The Fallacy of the ObamaCare Exchange System (California)

“The law is indeed a train wreck with no relief in sight”—House Small Business Committee Chairman Sam Graves (R-MO)

The ObamaCare Exchanges, the online marketplaces for health care in the states, are set to begin enrolling customers on October 1, 2013, yet the finish line appears to be nowhere in sight.  Given the choice of whether to cooperate with ObamaCare or leave it to the feds, only 17 states opted to create their own exchanges, and they are finding implementation to be far more difficult than they anticipated.  The rationale behind the exchanges is that they will supposedly create competition among insurers.  The Department of Health and Human Services, via, released a statement saying that “exchanges will make it easier for consumers to compare plans on the basis of price, quality, and benefits.  This gives insurance companies incentives to offer products at lower prices than their competitors.”  However, in reality, like most attempts to regulate the market, the Exchanges will restrict, not facilitate, competition—if they can even get off the ground.

Across the board there are questions about the various state exchange programs being ready by October 1st.  A recent Government Accountability Office (GAO) report confirms that the Obama Administration is unprepared to implement the federally facilitated health insurance plan and the exchange program created under the Patient Protection and Affordable Care Act (ObamaCare).  House Energy and Commerce Committee Chairman Fred Upton (R-MI) hit the nail on the head when he said that “the non-partisan GAO reports underscore the sad reality that the administration is still woefully unprepared for implementation despite the law being signed over three years ago.”  True to his point, even many of the states which volunteered to implement the exchanges are having difficulty establishing core functions of ObamaCare.  

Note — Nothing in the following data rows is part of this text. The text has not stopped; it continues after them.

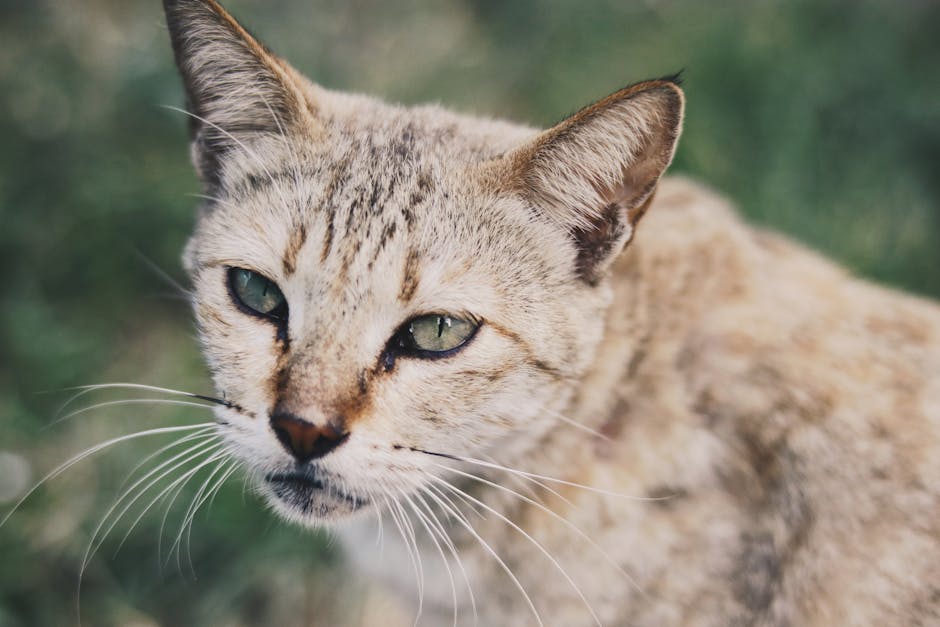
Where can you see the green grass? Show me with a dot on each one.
(818, 118)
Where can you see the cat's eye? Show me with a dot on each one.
(257, 293)
(437, 333)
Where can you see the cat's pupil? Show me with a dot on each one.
(258, 293)
(438, 333)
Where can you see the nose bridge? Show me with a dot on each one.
(313, 379)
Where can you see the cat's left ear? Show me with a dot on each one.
(595, 172)
(236, 88)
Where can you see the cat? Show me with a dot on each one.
(584, 394)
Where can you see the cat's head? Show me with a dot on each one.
(380, 287)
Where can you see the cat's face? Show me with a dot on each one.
(380, 290)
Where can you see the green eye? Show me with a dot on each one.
(259, 294)
(438, 333)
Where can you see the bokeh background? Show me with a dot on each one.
(819, 118)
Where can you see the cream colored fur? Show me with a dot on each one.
(722, 428)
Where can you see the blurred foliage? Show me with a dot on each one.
(819, 118)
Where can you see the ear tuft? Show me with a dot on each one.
(596, 172)
(235, 87)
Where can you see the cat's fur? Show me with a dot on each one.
(781, 418)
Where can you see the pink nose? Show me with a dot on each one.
(305, 440)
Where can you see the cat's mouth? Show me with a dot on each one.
(310, 493)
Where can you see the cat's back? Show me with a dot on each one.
(821, 393)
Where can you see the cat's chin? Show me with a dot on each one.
(304, 497)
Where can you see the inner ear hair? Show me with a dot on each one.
(235, 87)
(595, 172)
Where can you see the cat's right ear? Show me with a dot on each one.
(235, 87)
(595, 173)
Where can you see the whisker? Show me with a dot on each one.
(87, 389)
(406, 522)
(534, 543)
(200, 435)
(395, 513)
(95, 449)
(515, 580)
(163, 274)
(557, 517)
(532, 475)
(93, 547)
(577, 425)
(449, 544)
(188, 455)
(128, 401)
(203, 495)
(427, 527)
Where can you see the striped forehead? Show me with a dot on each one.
(339, 215)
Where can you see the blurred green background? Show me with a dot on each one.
(821, 119)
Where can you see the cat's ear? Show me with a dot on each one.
(596, 171)
(235, 87)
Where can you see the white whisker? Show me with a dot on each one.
(95, 449)
(576, 424)
(431, 534)
(533, 541)
(442, 532)
(130, 401)
(557, 517)
(502, 564)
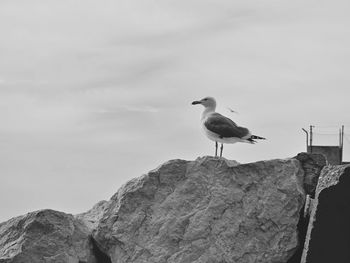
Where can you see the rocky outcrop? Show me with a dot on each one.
(208, 210)
(328, 235)
(312, 164)
(45, 236)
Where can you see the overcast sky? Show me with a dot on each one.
(96, 92)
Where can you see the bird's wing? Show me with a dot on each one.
(225, 127)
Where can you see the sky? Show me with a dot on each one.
(96, 92)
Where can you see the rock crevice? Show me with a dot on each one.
(209, 210)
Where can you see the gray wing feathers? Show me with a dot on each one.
(225, 127)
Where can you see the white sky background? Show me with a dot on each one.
(94, 93)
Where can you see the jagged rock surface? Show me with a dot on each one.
(92, 217)
(312, 164)
(44, 236)
(205, 211)
(327, 238)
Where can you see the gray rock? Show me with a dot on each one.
(205, 211)
(312, 164)
(327, 237)
(44, 236)
(92, 217)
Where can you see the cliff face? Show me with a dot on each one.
(44, 236)
(207, 210)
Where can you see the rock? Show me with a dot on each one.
(44, 236)
(312, 164)
(92, 217)
(205, 211)
(328, 235)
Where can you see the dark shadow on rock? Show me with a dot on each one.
(330, 238)
(100, 256)
(302, 229)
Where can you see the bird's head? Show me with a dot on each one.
(207, 102)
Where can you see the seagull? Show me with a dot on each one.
(219, 128)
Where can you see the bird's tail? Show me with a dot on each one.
(254, 137)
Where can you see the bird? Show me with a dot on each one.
(221, 129)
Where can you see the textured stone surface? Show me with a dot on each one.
(209, 210)
(327, 238)
(44, 236)
(312, 164)
(92, 217)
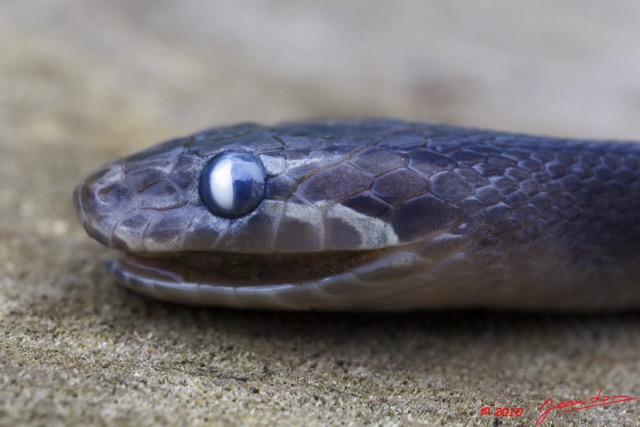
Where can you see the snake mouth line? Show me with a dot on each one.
(233, 269)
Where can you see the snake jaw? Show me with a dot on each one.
(177, 281)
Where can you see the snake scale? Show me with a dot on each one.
(373, 215)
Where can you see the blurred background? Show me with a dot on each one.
(149, 69)
(84, 81)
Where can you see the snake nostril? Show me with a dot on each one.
(114, 195)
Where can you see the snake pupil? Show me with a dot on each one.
(232, 184)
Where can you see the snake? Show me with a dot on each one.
(372, 215)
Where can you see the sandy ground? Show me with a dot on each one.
(84, 81)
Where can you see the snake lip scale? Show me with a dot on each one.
(374, 214)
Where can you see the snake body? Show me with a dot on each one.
(373, 215)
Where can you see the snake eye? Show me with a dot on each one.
(232, 184)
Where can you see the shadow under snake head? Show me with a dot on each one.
(373, 215)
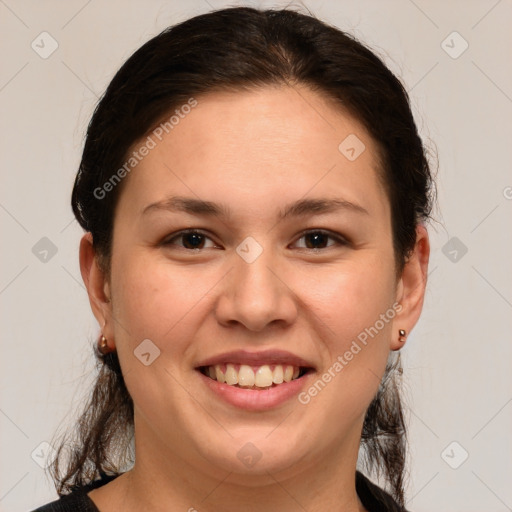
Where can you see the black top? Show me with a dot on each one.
(372, 497)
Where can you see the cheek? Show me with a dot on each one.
(156, 301)
(349, 298)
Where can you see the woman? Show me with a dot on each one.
(254, 192)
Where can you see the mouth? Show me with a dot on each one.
(255, 377)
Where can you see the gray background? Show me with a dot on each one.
(457, 360)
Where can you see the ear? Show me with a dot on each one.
(411, 287)
(97, 286)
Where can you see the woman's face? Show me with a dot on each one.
(256, 286)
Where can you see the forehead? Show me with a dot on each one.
(258, 146)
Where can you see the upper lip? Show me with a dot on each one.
(257, 358)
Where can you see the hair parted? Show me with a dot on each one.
(238, 49)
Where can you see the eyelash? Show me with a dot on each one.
(341, 241)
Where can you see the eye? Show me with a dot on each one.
(191, 238)
(316, 239)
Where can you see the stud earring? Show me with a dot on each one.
(103, 345)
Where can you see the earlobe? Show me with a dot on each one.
(411, 289)
(95, 281)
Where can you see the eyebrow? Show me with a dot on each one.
(298, 208)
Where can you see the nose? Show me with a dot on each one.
(256, 295)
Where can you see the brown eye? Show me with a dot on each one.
(318, 239)
(191, 239)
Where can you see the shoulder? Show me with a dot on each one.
(373, 497)
(77, 500)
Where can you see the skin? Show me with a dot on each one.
(255, 152)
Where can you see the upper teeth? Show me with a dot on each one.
(246, 376)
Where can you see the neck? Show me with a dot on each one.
(164, 480)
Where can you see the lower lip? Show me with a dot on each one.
(254, 399)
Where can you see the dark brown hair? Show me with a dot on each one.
(231, 50)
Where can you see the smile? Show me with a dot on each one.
(253, 377)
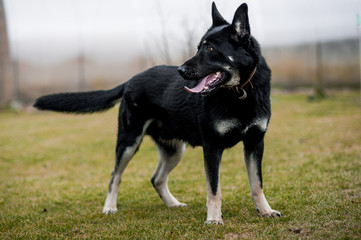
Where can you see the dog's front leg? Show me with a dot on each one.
(253, 154)
(212, 161)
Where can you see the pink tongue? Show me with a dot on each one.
(200, 86)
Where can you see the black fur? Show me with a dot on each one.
(158, 94)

California has arguably put the most effort into crafting its state exchange system, Covered California, receiving federal funding since September 2010 totaling over $910 million.  But don’t take this as a sign of success.  Within the last month, three of the nation’s leading health insurance providers, UnitedHealth, Aetna, and Cigna, have decided not to participate in Covered California for its first year because they, as a UnitedHealth spokesman explained, “are simply taking the time to carefully evaluate and better understand how the exchanges will work to ensure we are best prepared to participate meaningfully in their development.”  While these providers accounted for only 7% of the California individual health insurance market in 2011, the entire purpose of the exchange was to persuade less-involved providers to enter the market, increasing competition and lowering prices.  Instead, Covered California has given the three largest providers—Kaiser Permanente, Anthem Blue Cross, and Blue Shield—an even tighter grip on the market.  And, as history has shown, a lack of competition—as is becoming more and more the case in California—inhibits innovation and customer service, while increasing prices.  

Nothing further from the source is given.